The report itself was by no means a surprise. It showed that in a time of great uncertainty–on-again, off-again tariff declarations of sometimes high, sometimes higher, sometimes lower levies–employers were hesitating about hiring and employees were hesitating to take the risk of taking a new job. This shouldn’t have come as a shock to Mr. Trump, either. After all, he saw 48 of these during his first term. And, of course, he’s a graduate of the prestigious Wharton business school. It also appears to have surprised him that the long-standing procedure is for data to be collected over a three-month period, with two preliminary monthly reports followed by a final one. In any event, Trump shot the messenger.
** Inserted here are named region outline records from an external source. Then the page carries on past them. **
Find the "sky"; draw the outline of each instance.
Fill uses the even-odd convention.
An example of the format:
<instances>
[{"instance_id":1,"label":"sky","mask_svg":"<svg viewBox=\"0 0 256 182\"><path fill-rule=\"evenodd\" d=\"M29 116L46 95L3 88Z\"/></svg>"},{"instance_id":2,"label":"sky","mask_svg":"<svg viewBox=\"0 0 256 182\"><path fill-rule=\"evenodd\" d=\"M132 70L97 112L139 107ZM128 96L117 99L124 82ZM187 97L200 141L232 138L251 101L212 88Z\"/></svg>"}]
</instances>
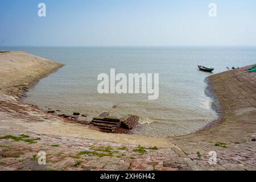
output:
<instances>
[{"instance_id":1,"label":"sky","mask_svg":"<svg viewBox=\"0 0 256 182\"><path fill-rule=\"evenodd\" d=\"M256 46L256 1L1 0L1 46Z\"/></svg>"}]
</instances>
This itself isn’t Mr. Krugman’s gripe. He seems to think that if the replacement will simply find a way to deliver the kind of numbers Trump wants, whether they’re reality-based or not.

If so, I think this would sooner or later be bad news for the Treasury bond market. Logically speaking, one might think that foreign holders of US government debt would be the first to be spooked by an administration effort to produce deeply flawed reports on the economy (and therefore on the country’s ability to repay government borrowings on time and in full). As I read history, though, it’s big US-based holders who are the first to abandon ship.

I’m not sure there’s a reading of this situation that’s good for Treasuries, since fudging the employment numbers seem to me to shift the burden of proof for all government reports from having to prove that a particular set of books are cooked to having to establish they’re not . For stocks, on the other hand, I think the winning formula is pretty much the same–foreign revenues and US costs. For down-and-out “value” stocks, though, one may have to hope for a foreign acquirer to step in, rather than a domestic rival.